6.3 asRNA on riboswitch with another ‘Tuner’.
After combining asRNA with modular Adda riboswitch containing Tuner A, we also want to verify whether it can be used to regulate the riboswitch including other Tuners. Tuner E, which can achieve the lowest expression level was selected to verify the effect of asRNA. The results by microplate reader indicated that asRNA can also decrease the expression (Figure 23).
Figure 23: The intensity of sfGFP by microplate reader during the entire cultivation period. It can verify that asRNA can be used to inactivate the modular Adda riboswitch including Tuner E when 2-AP exists.
6.4 asRNA on riboswitch with another ‘Stabilizer’.
Then we designed asRNA to deactivate modular Adda riboswitch which has another ‘Stabilizer’ as the first 150bp of gfp. A significant difference in fluorescence intensity was observed between cells with or without asRNA induction (Figure 24).
Figure 24: By microplate reader, we can observe a obvious decrease of fluorescence intensity between cells transcribing asRNA and cells transcribing both asRNA and modular riboswitch system.
6.5 asRNA on the translation-repressing riboswitch instead of the translation-activating riboswitch
After testing the translation-activating riboswitch, the translation-repressing riboswitch was also utilized to be combined with asRNA to turn on its output in the presence of the ligand. We employed modular Btub riboswitch containing Tuner E and designed asRNA to target the RBS of Tuner E. By adding IPTG and aTc, an increase of fluorescence intensity can be observed compared with the riboswitch system only induced by aTc (Figure 25).
Figure 25: The results of microplate reader can indicate that asRNA has the ability of activating the state of modular Btub riboswitch even in the presence of VB12.

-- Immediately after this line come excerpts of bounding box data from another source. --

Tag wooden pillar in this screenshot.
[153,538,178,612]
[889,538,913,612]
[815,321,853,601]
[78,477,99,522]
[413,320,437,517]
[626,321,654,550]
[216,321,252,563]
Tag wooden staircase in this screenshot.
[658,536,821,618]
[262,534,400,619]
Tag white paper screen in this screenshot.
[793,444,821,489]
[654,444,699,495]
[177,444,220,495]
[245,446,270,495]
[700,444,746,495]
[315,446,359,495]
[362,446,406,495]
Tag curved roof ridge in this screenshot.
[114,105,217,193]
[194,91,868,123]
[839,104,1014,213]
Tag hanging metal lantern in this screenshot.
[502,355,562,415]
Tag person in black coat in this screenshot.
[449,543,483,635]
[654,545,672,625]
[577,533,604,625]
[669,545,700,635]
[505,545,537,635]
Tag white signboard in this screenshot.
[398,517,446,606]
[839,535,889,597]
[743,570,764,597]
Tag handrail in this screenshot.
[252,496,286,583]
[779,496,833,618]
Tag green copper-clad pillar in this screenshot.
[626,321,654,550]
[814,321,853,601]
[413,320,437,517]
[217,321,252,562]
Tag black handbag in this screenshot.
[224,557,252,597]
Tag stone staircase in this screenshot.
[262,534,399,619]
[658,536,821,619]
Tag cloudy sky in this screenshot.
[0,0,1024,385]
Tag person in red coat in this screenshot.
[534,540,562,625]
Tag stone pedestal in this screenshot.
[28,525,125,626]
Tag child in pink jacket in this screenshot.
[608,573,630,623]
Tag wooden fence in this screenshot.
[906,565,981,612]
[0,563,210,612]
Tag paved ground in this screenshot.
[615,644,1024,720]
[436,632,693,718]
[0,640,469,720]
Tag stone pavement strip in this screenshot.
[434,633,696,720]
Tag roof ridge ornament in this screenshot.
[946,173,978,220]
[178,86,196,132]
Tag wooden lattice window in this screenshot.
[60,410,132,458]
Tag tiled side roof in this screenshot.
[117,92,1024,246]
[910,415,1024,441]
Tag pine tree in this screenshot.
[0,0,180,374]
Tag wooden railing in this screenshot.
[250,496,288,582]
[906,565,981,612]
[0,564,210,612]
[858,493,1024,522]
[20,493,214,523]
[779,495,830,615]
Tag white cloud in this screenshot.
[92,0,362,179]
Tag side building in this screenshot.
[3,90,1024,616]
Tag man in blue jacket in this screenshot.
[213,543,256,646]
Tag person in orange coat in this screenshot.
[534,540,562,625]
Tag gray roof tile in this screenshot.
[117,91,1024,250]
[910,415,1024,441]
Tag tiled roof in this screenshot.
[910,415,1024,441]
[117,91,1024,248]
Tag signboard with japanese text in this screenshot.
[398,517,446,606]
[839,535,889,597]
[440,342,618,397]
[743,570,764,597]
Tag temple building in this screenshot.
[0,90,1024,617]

Finally, we summarized the results and made a heat map in which you can see the obvious inactivation or activation efficiencies (Figure 26).
Figure 26: The heat map can summarize the inactivation or activation efficiencies.

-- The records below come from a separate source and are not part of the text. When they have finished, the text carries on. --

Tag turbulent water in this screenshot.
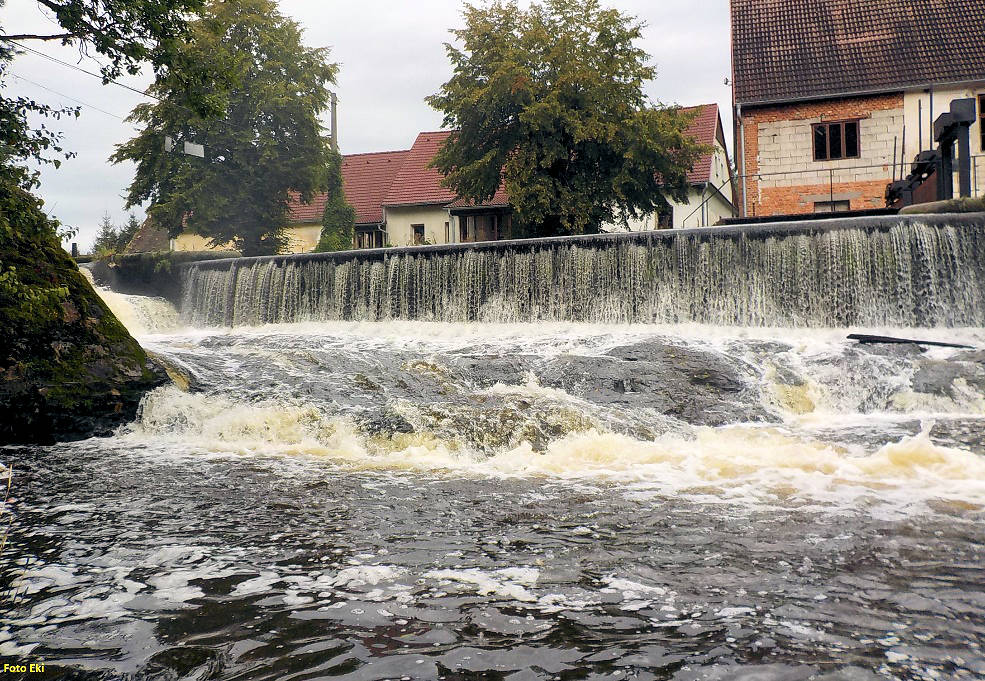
[0,222,985,681]
[183,216,985,327]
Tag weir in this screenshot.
[181,214,985,327]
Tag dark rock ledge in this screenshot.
[0,228,168,444]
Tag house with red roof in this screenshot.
[731,0,985,217]
[172,112,734,253]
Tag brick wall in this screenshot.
[737,93,903,215]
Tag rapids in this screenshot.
[0,230,985,681]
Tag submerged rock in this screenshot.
[541,341,769,426]
[0,206,167,444]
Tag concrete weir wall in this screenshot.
[179,214,985,326]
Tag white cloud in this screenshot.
[0,0,731,247]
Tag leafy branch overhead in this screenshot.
[0,0,203,80]
[428,0,704,236]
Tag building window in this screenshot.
[978,95,985,151]
[814,201,852,213]
[813,121,859,161]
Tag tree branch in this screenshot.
[0,33,75,40]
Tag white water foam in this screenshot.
[79,267,181,336]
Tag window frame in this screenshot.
[811,118,862,163]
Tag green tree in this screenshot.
[92,213,120,258]
[0,0,203,79]
[427,0,703,236]
[112,0,337,255]
[315,161,356,253]
[116,213,141,253]
[0,0,202,332]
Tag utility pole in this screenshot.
[331,92,339,153]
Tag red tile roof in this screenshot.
[291,151,410,225]
[342,151,411,224]
[732,0,985,104]
[684,104,724,185]
[291,113,720,224]
[383,132,457,206]
[448,183,510,208]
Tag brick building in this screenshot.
[732,0,985,216]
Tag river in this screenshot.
[0,224,985,681]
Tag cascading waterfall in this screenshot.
[182,216,985,327]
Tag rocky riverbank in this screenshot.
[0,183,167,444]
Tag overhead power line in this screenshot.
[8,71,127,122]
[0,37,164,102]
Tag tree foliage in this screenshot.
[315,157,356,253]
[428,0,703,236]
[116,213,141,253]
[112,0,337,255]
[0,0,201,332]
[0,0,203,80]
[92,213,120,258]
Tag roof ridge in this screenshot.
[342,149,410,160]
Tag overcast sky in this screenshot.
[0,0,731,250]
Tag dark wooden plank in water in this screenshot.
[848,333,975,350]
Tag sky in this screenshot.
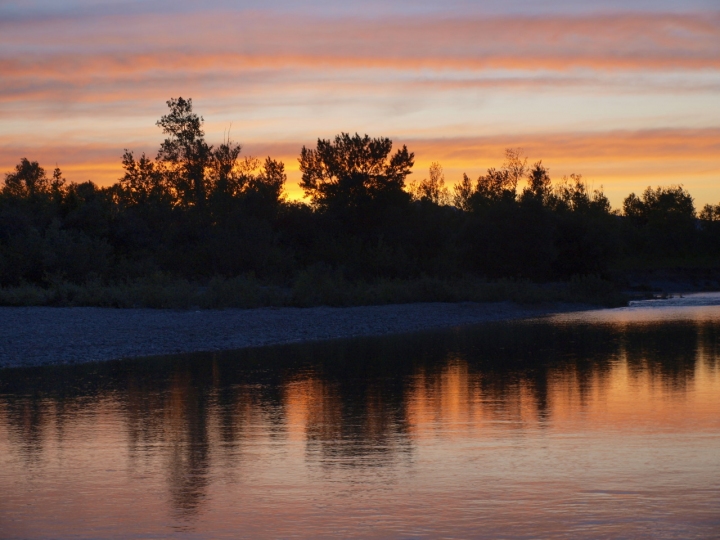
[0,0,720,207]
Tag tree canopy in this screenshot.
[299,133,415,208]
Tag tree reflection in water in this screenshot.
[0,312,720,529]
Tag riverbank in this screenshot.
[0,302,592,368]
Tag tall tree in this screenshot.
[156,97,213,207]
[299,133,415,209]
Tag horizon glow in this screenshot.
[0,0,720,207]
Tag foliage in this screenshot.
[0,98,720,307]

7. A running research for further optimizing our RiboLego device
With the knowledge that the accumulation of the peptide translated from the ‘Stabilizer’ may lead to increased metabolic pressure on cells, affecting cell function and the expression of target genes. We decided to design a Tuner S containing ssrA protein degradation tag to degrade the Stabilizer-codon peptide. By wet lab experiments, we can test whether Tuner S is able to regulate the response range. But sadly, due to the lack of corresponding antibodies, we didn’t verify whether Tuner S has improved the degradation of the Stabilizer-codon peptide.
The preliminary test data from this device is showed in the Figure 27,28and 29.

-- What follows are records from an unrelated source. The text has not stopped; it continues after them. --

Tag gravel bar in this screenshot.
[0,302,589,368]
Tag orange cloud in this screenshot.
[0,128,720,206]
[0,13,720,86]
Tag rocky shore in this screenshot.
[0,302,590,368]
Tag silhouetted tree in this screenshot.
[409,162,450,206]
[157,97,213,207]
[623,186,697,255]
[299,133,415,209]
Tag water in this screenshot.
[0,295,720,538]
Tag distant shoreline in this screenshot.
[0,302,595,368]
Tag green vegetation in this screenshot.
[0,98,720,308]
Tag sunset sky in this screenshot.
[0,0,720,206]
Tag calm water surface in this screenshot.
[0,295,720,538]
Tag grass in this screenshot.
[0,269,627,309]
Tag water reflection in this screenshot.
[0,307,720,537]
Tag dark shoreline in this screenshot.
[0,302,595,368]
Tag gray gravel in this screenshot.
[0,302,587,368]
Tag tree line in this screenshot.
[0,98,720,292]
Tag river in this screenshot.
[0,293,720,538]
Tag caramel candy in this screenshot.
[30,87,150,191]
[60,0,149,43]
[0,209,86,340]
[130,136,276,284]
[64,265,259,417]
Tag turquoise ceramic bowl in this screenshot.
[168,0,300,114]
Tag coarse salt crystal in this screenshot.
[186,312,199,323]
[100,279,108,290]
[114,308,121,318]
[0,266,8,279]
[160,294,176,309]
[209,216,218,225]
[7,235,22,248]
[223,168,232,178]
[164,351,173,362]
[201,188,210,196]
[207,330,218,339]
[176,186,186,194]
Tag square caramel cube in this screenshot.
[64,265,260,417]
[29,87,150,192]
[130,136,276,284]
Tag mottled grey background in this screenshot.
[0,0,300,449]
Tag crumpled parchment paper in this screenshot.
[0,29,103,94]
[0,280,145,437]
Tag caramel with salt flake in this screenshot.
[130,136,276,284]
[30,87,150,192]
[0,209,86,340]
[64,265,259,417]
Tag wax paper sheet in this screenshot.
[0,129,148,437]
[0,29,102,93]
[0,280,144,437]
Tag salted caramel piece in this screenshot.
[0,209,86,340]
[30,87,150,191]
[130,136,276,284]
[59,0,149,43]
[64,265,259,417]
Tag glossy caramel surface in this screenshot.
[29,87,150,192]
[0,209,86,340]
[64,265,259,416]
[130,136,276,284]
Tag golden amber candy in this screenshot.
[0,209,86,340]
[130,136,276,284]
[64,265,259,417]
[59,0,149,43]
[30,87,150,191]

Figure 27: The plasmids were constructed which contain TunerS.
Figure 28: Tuner S microplate reader experimental data plot, the results show Tuner S is able to regulate the response range.
Figure 29:The results of microplate reader present the high fluorescence intensity in Tuner A while the low one in Tuner E with the same concentration of VB12. Furthermore, Tuner S show the medium fluorescence intensity. These constructs were compared with the original Btub riboswitch respectively.
8. Future work
In the future, we will verify that Tuner S containing SsrA can degrade Stabilizer.
Besides, after successfully utilizing asRNA to regulate the on-off state of riboswitch, we’d like to achieve it in real time.
Furthermore, with the use of cell-free system, asRNA is wrapped in vesicles to regulate the on-off state of riboswitch in real time and finally the repeated reversible regulation will be expected.